Venice communique recognizes carbon pricing as a tool to lower carbon emissions for the first time
12 Jul 2021 | Bayani S. Cruz
Over the weekend, G20 finance ministers and central bank governors meeting in Venice issued a communique that officially recognizes carbon pricing as a tool for addressing climate change for the first time. Carbon pricing aims to reduce carbon emissions by using market mechanisms to pass on the cost of emitting greenhouse gases (GHG) to emitters.
It is a major move by the G20 member-countries towards achieving coordinated action on global carbon reduction as well as their climate change policies.
The communique, issued on Saturday (July 10), specifically mentions carbon pricing among a “wide set of tools” on which countries should coordinate to lower GHG emissions.
Such tools include investing in sustainable infrastructure and new technologies to promote decarbonization and clean energy, “including the rationalization and phasing-out of inefficient fossil fuel subsidies that encourage wasteful consumption and, if appropriate, the use of carbon pricing mechanisms and incentives, while providing targeted support for the poorest and the most vulnerable”, according to the communique.
In a statement issued at the Venice meeting, International Monetary Fund Managing Director Kristalina Georgieva commended the G20 for its focus on climate risks and the role of carbon pricing mechanisms.
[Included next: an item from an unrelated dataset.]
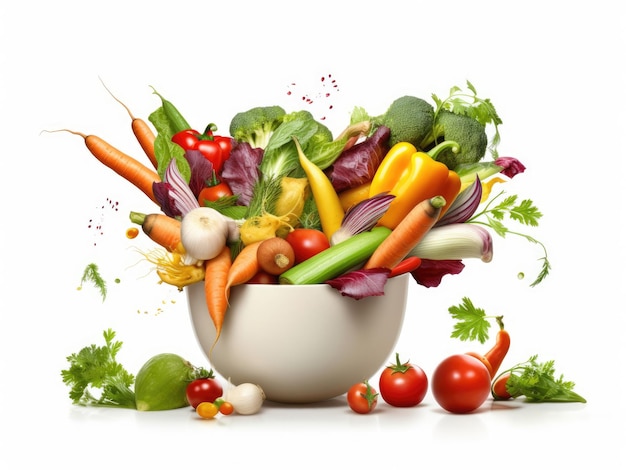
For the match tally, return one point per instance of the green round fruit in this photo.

She said that at the G20 Conference on Climate on Sunday, she intended to follow up on a proposed international carbon price floor, which “could significantly accelerate the global economy’s transition to low-carbon growth”.
Speaking to reporters, French Finance Minister Bruno Le Maire said: “It is the first time in a G20 communique you could have these two words ‘carbon pricing’ being introduced as a solution for the fight against climate change. We have been pushing very hard to have these two words introduced into a G20 communique.”
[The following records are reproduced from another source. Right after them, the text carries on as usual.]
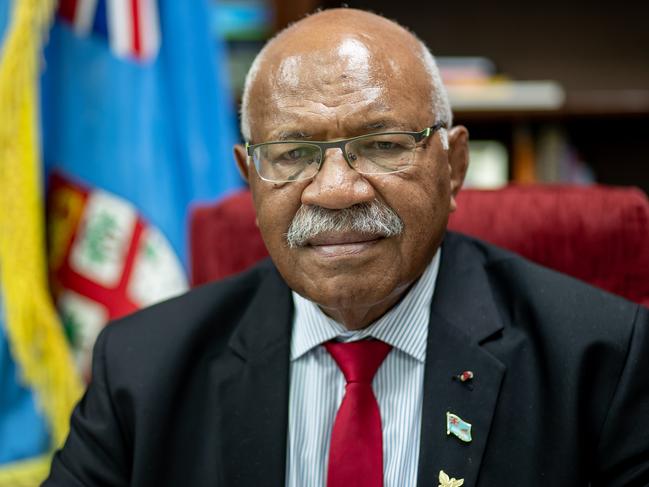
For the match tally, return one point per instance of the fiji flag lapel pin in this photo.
(446, 481)
(458, 427)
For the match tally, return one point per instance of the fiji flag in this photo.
(138, 125)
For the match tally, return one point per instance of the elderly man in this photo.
(374, 349)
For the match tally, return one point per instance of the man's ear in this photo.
(242, 161)
(458, 159)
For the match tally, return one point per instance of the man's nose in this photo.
(337, 186)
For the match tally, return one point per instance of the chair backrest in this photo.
(598, 234)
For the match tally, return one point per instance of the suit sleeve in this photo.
(95, 452)
(623, 450)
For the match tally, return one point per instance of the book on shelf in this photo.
(473, 84)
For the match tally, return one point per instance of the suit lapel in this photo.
(250, 390)
(463, 315)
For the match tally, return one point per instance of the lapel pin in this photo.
(446, 481)
(458, 427)
(465, 378)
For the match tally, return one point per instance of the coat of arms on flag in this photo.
(458, 427)
(105, 261)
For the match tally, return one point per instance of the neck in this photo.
(360, 317)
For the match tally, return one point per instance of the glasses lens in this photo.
(381, 153)
(289, 161)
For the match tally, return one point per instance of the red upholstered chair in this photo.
(598, 234)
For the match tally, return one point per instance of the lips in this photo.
(327, 239)
(342, 244)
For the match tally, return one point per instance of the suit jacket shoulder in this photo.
(568, 361)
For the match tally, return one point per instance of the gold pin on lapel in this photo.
(446, 481)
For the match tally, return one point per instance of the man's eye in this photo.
(385, 145)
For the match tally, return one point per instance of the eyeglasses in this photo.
(380, 153)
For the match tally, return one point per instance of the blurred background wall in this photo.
(551, 91)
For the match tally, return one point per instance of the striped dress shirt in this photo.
(317, 385)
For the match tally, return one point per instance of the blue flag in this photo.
(138, 126)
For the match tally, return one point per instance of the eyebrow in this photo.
(382, 124)
(293, 135)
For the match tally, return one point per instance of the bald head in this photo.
(360, 56)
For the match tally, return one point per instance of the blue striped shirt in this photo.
(317, 385)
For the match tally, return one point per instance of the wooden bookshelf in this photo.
(598, 54)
The G20 statement came as the European Union is set to unveil a carbon border adjustment mechanism (CBAM) that would impose levies on the carbon content of imported goods. The taxation scheme aims to discourage “carbon leakage”, or the transfer of production to countries with less onerous emission restrictions. Critics, however, say that the measure could become another trade barrier without reducing emissions.
Carbon pricing is an approach to reducing carbon emissions (also referred to as GHG emissions) that uses market mechanisms to pass on the cost of emitting on to emitters. Its broad goal is to discourage the use of carbon dioxide–emitting fossil fuels in order to protect the environment, address the causes of climate change, and meet national and international climate agreements.
“By putting a price on carbon, society can hold emitters responsible for the serious costs of adding GHG emissions to the atmosphere; these costs include polluted air, warming temperatures, and various attendant ills (threats to public health and to food and water supplies, increased risk of certain dangerous weather events). Putting a price on carbon can likewise create financial incentives for polluters to reduce emissions,” according to the Carbon Pricing Leadership Coalition, an NGO affiliated with the World Bank.